A C OMMON C OLD
A common cold, we say—
common, though it has encircled the globe
seven times now handed traveler to traveler
though it has seen the Wild Goose Pagoda in Xi’an
seen Piero della Francesca’s Madonna del Parto in Monterchi
seen the emptied synagogues of Krasnogruda
seen the since-burned souk of Aleppo
A common cold, we say—
common, though it is infinite and surely immortal
common because it will almost never kill us
and because it is shared among any who agree to or do not agree to
and because it is unaristocratic
reducing to redness both profiled and front-viewed noses
reducing to coughing the once-articulate larynx
reducing to unhappy sleepless turning the pillows of down,
of wool, of straw, of foam, of kapok
A common cold, we say—
common because it is cloudy and changing and dulling
because there are summer colds, winter colds, fall colds,
colds of the spring
because these are always called colds, however they differ
beginning sore-throated
beginning sniffling
beginning a little tired or under the weather
beginning with one single innocuous untitled sneeze
because it is bane of usually eight days’ duration
and two or three boxes of tissues at most
The common cold, we say—
and wonder, when did it join us
when did it saunter into the Darwinian corridors of the human
do manatees catch them do parrots I do not think so
and who named it first, first described it, Imhotep, Asclepius, Zhongjing
and did they wonder, is it happy sharing our lives
as generously as inexhaustibly as it shares its own
virus dividing and changing while Piero’s girl gazes still downward
five centuries still waiting still pondering still undivided
while in front of her someone hunts through her opening pockets for tissues for more than one reason at once
T HIS M ORNING , I W ANTED F OUR L EGS
Nothing on two legs weighs much,
or can.
An elephant, a donkey, even a cookstove—
those legs, a person could stand on.
Two legs pitch you forward.
Two legs tire.
They look for another two legs to be with,
to move one set forward to music
while letting the other move back.
They want to carve into a tree trunk:
2gether 4ever.
Nothing on two legs can bark,
can whinny or chuff.
Tonight, though, everything’s different.
Tonight I want wheels.
O NCE , I
Once, I
was seven Spanish bullocks in a high meadow,
sleepy and nameless.
As-ifness strange to myself, but complete.
Light on the neck-nape
of time
as two wings of one starling,
or lovers so happy
neither needs think of the other.
I N D AYLIGHT , I T URNED ON THE L IGHTS
In daylight, I turned on the lights,
in darkness, I pulled closed the curtains.
And the god of More,
whom nothing surprises, softly agreed—
each day, year after year,
the dead were dead one day more completely.

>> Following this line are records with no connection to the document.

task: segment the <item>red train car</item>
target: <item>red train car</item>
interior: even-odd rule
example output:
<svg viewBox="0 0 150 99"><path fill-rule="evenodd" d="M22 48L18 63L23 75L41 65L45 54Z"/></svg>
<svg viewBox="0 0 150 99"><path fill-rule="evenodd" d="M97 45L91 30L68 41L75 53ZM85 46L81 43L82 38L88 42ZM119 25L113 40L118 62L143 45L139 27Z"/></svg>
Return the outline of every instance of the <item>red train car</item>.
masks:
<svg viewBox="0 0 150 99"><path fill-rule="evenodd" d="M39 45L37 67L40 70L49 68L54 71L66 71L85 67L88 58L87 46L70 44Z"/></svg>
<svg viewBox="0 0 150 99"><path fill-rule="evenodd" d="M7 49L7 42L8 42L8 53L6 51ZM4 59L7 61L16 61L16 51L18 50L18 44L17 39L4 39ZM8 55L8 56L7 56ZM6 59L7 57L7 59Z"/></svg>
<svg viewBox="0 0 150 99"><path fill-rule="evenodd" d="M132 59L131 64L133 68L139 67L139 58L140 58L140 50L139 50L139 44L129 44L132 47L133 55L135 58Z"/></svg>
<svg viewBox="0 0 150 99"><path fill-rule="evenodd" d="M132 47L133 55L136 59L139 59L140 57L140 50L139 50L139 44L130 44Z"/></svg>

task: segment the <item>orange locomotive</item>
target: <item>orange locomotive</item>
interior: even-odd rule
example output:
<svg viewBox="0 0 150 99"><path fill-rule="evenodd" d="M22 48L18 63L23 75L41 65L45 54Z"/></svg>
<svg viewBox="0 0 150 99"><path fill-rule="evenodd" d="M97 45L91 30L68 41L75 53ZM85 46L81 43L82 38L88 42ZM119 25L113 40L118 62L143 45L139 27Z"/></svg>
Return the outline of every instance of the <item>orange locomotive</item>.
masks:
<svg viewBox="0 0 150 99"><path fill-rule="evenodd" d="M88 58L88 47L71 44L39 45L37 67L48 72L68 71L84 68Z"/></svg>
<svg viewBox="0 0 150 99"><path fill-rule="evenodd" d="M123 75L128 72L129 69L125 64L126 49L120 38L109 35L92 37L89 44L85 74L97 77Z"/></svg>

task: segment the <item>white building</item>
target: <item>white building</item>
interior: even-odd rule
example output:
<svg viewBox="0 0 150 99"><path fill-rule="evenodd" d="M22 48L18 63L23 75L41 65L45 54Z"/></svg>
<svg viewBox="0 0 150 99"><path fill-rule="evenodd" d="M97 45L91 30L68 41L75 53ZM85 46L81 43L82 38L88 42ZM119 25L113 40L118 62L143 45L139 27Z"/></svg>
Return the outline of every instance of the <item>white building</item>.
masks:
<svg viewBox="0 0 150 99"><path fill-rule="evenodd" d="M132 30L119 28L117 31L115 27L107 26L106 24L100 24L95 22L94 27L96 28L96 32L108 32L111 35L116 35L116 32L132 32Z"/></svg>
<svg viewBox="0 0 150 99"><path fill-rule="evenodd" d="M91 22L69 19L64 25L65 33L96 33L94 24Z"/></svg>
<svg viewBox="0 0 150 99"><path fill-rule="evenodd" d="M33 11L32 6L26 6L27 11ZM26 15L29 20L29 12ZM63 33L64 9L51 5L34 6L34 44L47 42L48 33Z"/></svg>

In the places where morels were found,
I looked for morels.
In the houses where love was found,
I looked for love.
If she is vanished, what then was different?
If he is alive, what now is changed?
The pot offers the metal closest to fire for burning.
The water leaves.
H OW R ARELY I H AVE S TOPPED TO T HANK THE S TEADY E FFORT
A person speaking
pauses, lets in
a little silence-portion with the words.
It is like an hour.
Any hour. This one.
Something happens, much does not.
Or as always, everything happens:
the standing walls keep
standing with their whole attention.